Nexon has reformatted its hit online PC games to mobile versions for “Crazy Arcade BnB M,” to launch domestically and globally on March 21, and “The Kingdom of the Winds: Yeon,” to launch in the first half in Korea.
“Nexon will continue to show its competitive edge cross-platform and cross-genre,” said Kim Hyun, vice president of Nexon.
Other than reformatting original IPs for a new platform, Nexon has also crafted novel IPs for “Traha,” “Magia” and “Lyn,” which are slated for release in the near future, as well as “Spirit Wish,” “RunningMan Heroes” and “Runway Story,” which have already begun service this year.
“Traha,” is a grand-scale mobile game that Nexon will release on April 18, which is best on the 5G network. The game raked in a record volume of preregistrations with over 2 million people in 10 days. “Lyn” will launch across the world on Thursday, while “Magia” will release at an unspecified date in the first half.
As for “Godzilla” and “Sinoalice,” Nexon has bought the popular foreign IPs from Japanese firms Toho for the former and Pokelabo and Square Enix for the latter.

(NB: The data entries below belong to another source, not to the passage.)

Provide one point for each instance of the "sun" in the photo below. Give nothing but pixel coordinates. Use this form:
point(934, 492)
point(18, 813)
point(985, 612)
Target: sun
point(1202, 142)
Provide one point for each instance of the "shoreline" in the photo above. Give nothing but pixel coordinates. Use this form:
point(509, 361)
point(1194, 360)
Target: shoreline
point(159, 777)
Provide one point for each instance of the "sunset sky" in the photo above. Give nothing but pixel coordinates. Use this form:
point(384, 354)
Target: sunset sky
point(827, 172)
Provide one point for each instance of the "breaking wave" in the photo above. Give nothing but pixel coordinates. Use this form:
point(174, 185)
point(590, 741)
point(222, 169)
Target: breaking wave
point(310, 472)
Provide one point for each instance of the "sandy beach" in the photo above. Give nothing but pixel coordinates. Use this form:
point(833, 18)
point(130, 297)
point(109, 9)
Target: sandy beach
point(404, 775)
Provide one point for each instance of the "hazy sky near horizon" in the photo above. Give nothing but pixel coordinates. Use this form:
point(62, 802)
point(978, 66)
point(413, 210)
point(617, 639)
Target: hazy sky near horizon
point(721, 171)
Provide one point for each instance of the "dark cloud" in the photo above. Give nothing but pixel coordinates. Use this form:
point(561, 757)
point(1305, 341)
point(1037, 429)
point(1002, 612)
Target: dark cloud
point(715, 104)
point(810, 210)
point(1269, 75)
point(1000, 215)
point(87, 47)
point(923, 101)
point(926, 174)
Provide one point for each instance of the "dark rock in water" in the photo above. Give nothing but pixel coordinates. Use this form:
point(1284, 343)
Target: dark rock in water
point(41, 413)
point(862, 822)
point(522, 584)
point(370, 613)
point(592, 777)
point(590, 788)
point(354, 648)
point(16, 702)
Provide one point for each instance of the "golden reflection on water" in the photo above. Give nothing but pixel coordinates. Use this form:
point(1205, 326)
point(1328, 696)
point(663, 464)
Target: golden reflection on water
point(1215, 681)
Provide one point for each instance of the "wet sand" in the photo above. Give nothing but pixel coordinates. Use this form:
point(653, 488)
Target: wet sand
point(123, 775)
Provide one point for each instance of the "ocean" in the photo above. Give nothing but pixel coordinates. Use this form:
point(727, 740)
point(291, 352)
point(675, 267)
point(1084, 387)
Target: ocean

A majority stake in Nexon’s holding company NXC is up for sale, with the auction slated for early April in a deal valued at 1 trillion won ($885 million).
Deutsche Bank Securities and Morgan Stanley, the manager of the deal, have reportedly shortlisted Korean internet firm Kakao, Chinese tech giant Tencent Holdings, Seoul-based private equity firm MBK Partners and Boston-based Bain Capital, as well as an undisclosed bidder.